Talkies - Balaji Maheshwar
32 images Created 11 Sep 2013
We used to love going to Minerva in Broadway — a small, beautiful theatre that screened some of the best films. We always walked back home after the late night show because there was no transport and by the end of the month, we didn’t have the money”-Singeetham srinivasa rao(Indian Film Director) “We never went to restaurants or cafes because it was a question of money. Minerva was the only small AC theatre around showing English films. “-K.Balachander(Indian Film Director) Minerva Theater, established by W.H. Murch in 1916 during the British rule of India is the oldest and the first A/C theater of madras (Chennai,India). The cinema hall has 294 seats. Minerva had an exclusive contract with Paramount Pictures for several years running, making it the number one destination in the city for those who wanted to watch English feature films. It was the only theater in madras which screened world class movies. Also it was the first to run ‘Adults Only’ features, strictly enforcing the age code.

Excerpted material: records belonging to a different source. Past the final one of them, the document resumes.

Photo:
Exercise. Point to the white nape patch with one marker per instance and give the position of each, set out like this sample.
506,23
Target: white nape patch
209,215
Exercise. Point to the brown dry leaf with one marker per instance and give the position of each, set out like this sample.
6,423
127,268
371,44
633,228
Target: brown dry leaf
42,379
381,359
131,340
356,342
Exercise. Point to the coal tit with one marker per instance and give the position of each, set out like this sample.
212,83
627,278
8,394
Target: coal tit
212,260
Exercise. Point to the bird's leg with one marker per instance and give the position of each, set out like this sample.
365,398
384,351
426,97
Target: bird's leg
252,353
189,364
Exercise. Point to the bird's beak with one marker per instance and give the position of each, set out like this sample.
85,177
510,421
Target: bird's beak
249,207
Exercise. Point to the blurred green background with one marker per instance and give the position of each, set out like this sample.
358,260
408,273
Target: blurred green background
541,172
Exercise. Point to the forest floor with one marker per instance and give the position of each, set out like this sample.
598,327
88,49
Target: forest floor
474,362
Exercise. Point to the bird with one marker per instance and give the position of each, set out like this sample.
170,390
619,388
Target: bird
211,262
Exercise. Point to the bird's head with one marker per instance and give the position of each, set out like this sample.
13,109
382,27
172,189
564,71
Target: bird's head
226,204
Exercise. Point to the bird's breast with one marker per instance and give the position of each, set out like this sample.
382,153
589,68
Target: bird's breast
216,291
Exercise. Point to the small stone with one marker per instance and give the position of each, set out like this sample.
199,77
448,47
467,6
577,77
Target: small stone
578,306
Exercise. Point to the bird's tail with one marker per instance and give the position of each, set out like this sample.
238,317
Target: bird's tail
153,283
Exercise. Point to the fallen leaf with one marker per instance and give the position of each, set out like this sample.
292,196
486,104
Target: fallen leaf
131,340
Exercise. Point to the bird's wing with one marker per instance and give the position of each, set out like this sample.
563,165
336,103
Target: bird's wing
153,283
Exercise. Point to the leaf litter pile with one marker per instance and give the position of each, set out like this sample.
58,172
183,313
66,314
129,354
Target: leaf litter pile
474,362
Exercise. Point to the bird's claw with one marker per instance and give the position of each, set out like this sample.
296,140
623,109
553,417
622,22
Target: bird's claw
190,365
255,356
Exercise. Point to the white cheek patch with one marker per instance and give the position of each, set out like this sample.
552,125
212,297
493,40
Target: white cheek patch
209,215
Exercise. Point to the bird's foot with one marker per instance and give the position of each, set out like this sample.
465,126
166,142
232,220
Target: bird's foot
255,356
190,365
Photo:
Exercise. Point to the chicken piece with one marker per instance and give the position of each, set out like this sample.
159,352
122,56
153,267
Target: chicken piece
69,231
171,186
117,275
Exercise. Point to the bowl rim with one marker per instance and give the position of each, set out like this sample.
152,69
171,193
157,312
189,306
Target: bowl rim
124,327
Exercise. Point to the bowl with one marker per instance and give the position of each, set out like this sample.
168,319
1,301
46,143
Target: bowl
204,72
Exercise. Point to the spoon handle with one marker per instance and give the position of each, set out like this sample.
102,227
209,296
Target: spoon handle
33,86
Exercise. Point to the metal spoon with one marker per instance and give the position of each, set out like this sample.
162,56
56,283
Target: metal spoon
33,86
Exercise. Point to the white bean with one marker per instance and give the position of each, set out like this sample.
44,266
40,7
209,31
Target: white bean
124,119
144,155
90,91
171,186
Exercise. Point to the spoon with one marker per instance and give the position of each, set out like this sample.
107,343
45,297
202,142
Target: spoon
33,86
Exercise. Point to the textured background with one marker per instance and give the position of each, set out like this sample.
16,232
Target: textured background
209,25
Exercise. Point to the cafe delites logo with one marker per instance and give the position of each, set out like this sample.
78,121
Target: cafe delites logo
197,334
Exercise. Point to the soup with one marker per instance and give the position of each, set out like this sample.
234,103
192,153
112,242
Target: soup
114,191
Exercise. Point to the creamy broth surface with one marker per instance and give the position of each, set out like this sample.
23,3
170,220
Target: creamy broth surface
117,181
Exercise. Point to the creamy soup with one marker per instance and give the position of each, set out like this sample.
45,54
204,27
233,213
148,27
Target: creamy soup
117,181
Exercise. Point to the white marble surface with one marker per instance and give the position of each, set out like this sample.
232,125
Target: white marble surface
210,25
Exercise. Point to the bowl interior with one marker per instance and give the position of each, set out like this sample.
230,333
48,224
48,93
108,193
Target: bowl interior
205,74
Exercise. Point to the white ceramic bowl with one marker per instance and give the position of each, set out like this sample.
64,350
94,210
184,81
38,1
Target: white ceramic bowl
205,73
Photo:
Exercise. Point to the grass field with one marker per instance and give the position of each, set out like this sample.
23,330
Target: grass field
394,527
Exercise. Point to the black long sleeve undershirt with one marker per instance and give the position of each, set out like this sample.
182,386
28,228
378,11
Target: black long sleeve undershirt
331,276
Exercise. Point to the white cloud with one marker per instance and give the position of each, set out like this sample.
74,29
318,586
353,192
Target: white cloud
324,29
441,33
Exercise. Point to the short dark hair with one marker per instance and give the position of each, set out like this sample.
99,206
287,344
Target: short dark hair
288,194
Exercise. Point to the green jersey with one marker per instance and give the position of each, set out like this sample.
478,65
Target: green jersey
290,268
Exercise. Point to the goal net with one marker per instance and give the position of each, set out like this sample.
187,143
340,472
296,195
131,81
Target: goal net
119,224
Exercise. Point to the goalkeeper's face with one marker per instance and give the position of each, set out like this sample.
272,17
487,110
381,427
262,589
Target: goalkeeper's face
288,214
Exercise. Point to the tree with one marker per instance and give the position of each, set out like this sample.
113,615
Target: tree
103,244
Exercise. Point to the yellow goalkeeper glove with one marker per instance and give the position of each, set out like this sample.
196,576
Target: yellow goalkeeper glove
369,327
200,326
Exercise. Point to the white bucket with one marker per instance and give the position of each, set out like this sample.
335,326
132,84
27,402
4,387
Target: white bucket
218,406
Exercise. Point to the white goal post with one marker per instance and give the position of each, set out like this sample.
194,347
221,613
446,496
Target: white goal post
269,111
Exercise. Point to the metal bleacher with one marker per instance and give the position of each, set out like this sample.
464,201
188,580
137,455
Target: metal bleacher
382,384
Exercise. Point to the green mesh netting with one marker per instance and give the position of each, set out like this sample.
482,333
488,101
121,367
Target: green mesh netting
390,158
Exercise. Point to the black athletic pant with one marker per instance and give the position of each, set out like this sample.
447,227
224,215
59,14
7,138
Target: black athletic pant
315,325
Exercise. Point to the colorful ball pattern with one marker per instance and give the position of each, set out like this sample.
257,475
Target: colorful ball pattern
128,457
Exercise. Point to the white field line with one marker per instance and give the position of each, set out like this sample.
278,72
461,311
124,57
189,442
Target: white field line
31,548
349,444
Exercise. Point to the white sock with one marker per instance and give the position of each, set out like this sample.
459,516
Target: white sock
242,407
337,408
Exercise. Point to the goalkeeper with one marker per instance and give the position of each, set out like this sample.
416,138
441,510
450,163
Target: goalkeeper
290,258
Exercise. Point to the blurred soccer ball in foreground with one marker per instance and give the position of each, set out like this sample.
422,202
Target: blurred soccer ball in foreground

Minerva had strict rules that people with dresses other than trousers were not allowed inside. The theater, operational right from the British rule was once dubbed as the "Coolest and Most Comfortable theater in the Presidency". But its glorious reign came to an end in the mid-1970s. I entered the cinema hall bearing in my mind, the rich history that the theater has to offer. But all semblances of a past glory vaporize when one steps inside. Like so many other theaters in Chennai, Minerva too has fallen in to times of despair. The seats are infested with algae, torn and broken. The ambiance inside is putrefying. Dust laden aisles, rusted buckets and sleepy looking people welcome me as I enter the hall. It becomes evident at the very moment that the theater is a picture of decay and disintegration. The people who come there to watch the movies are unlike any other. Daily laborers, drunkards, dope addicts unable to bear the scorching heat take refugee in the comparatively cooler interiors of the theater. My intentions through these photographs have been entirely to document the present, transient state of the once glorious cinema hall. Maybe within the coming months, Minerva may have to be entirely destroyed to facilitate a high rise building or a mall but the fact is, it still stands and shares with it a momentous piece of history. I would like to humbly celebrate and reflect the same through this medium.